An archetypal approach allows you to see the temporal but sense the archetypal unfolding of a life—not just an individual life but the unfolding of a soul. This goes against psychotherapeutic tradition in which you’re “not supposed to tell clients what to do.” When you begin to accept an archetypal approach to treatment you go against the grain of the conventional teachings of psychotherapy. The patient does not have all the answers—the patient’s soul has answers. Conforti quoted Jungian John Beebe who said the act of interpretation is building a bridge between the internal truth of the patient and their ego

Jung’s psychology transcended personal experience. What those early Jungians saw in the temporal was an expression of the eternal. It’s not simply an issue of making a living or a career, but a matter of finding your place in the tribe, in the world. Indigenous peoples have traditionally identified and honored an individual’s gifts early on, whether the capacity to be a great hunter because they could see the subtle tracks, or a healer or a medicine woman, etc. They looked at the big existential issues in life.

An archetypal approach is looking at the existential aspect of life: what you’re meant to be. An archetypal lens in therapy shows what a life can be, and can tell you what a life journey is about. That’s why we must learn to read the symbols of Self and soul; learn the language that the whole Self and soul have to offer. You can’t approach the transcendent and transpersonal through the lens of a singular life, a behavioral psychology, or a pathology. What we view as pathology is actually an expression of the Self. There are things soul and psyche are expressing through the symptoms. This is a spiritual approach; it reveals the spiritual issues of one’s life and the journey a person is on.
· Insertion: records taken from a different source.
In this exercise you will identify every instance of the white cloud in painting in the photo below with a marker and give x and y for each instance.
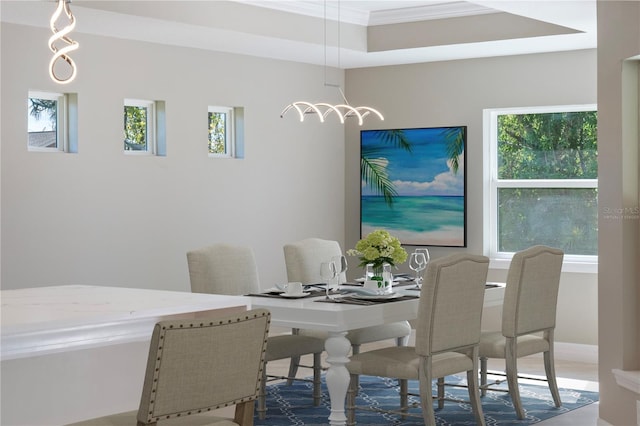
(447, 183)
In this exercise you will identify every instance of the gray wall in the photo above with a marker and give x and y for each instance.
(456, 93)
(101, 217)
(104, 218)
(619, 235)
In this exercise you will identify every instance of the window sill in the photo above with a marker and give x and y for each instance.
(567, 265)
(628, 379)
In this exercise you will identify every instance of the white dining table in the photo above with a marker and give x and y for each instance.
(337, 319)
(71, 353)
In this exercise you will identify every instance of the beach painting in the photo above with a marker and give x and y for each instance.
(413, 184)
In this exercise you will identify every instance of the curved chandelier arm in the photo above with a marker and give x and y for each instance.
(309, 108)
(63, 5)
(331, 108)
(352, 111)
(368, 110)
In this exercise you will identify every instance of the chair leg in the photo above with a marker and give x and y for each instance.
(317, 368)
(404, 396)
(474, 392)
(355, 350)
(402, 341)
(293, 369)
(426, 398)
(550, 370)
(351, 400)
(244, 413)
(483, 376)
(262, 395)
(512, 376)
(440, 392)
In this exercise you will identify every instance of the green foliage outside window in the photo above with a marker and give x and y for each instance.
(548, 146)
(135, 128)
(217, 133)
(556, 147)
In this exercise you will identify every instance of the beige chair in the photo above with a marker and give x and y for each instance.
(447, 337)
(231, 269)
(528, 319)
(198, 365)
(303, 259)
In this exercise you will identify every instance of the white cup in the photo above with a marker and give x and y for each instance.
(293, 289)
(371, 285)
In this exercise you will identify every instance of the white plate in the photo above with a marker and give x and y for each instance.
(295, 296)
(376, 296)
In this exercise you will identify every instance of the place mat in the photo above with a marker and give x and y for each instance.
(278, 294)
(357, 301)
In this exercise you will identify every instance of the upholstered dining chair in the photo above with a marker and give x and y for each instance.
(528, 319)
(302, 260)
(447, 338)
(198, 365)
(231, 269)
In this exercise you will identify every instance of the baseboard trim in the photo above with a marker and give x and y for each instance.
(576, 352)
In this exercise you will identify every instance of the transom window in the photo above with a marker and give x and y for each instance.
(221, 132)
(544, 180)
(139, 126)
(46, 118)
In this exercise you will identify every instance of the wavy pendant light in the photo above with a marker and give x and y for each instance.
(62, 35)
(323, 109)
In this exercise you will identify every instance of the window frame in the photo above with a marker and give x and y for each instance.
(151, 142)
(62, 135)
(230, 141)
(502, 260)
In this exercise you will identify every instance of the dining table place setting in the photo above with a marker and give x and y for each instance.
(295, 290)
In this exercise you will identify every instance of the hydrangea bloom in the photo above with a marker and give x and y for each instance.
(378, 248)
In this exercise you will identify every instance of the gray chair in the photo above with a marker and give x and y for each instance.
(231, 269)
(447, 337)
(303, 259)
(198, 365)
(528, 319)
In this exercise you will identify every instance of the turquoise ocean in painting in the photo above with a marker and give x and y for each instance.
(415, 219)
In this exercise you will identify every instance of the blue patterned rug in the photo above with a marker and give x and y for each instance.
(292, 405)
In many ways the archetypal clinician works a bit like a homeopath, Conforti believes: he offers “remedies”—not “fixes” but rather, what a person needs, just as if someone is lacking protein and is given protein, or requires potassium and is given potassium, for example. What do each of us individually “have to have” in our lives to make us complete? Something archetypal is calling us and looking archetypally can reveal what we each need for the journey.

It’s like the way you see more of the night sky when you look up; you’re not so confined, Conforti offers. It helps move past fears that prevent you from being who you are When you enter the world of archetypes you leave the outer world of space and time. The archetypal world is not bound by space and time: it’s not just about your mother and father but also about archetypes that encompass the world of mothers or fathers. It’s an orientation, a destiny.

milky way in starry sky

milky way in starry sky

In closing, Dr. Conforti shared the story of working at a center for seriously developmentally disabled child who was emotionally “gone” when indoors, but who transformed dramatically each day when he went into the garden, where he ran about picking flowers, weaving them into a crown and placing it on his head. The act of putting that crown of flowers was symbolic, and his relationship to it as a symbol somehow transformed him. Something happened. When in that space, the child was transported to another world. It gave him something.

boy with dandelion crown

Jung’s work is all about how our relationship to symbols can change our life: they offer us things we need to incorporate into our journey every single day. There are transpersonal movers and shapers that change us. Every one of us is transformed in the presence of certain fields that are unique and meaningful to each of us—whether it’s staying in touch with deep cultural or family traditions, or opera, or dancing, dinners with friends, gardening, cooking, etc.

To finish, Dr. Conforti addressed a question about how, as a therapist, one can recognize markers that suggest he or she is on the right track in identifying archetypal patterns at work. The psyche is interactive, Conforti said. It will reveal its process. Developing a sensitivity to universal process and universal markers, having an ethology that allows us to tune into natural patterns, and having an ongoing relationship to the unconscious are important to the process.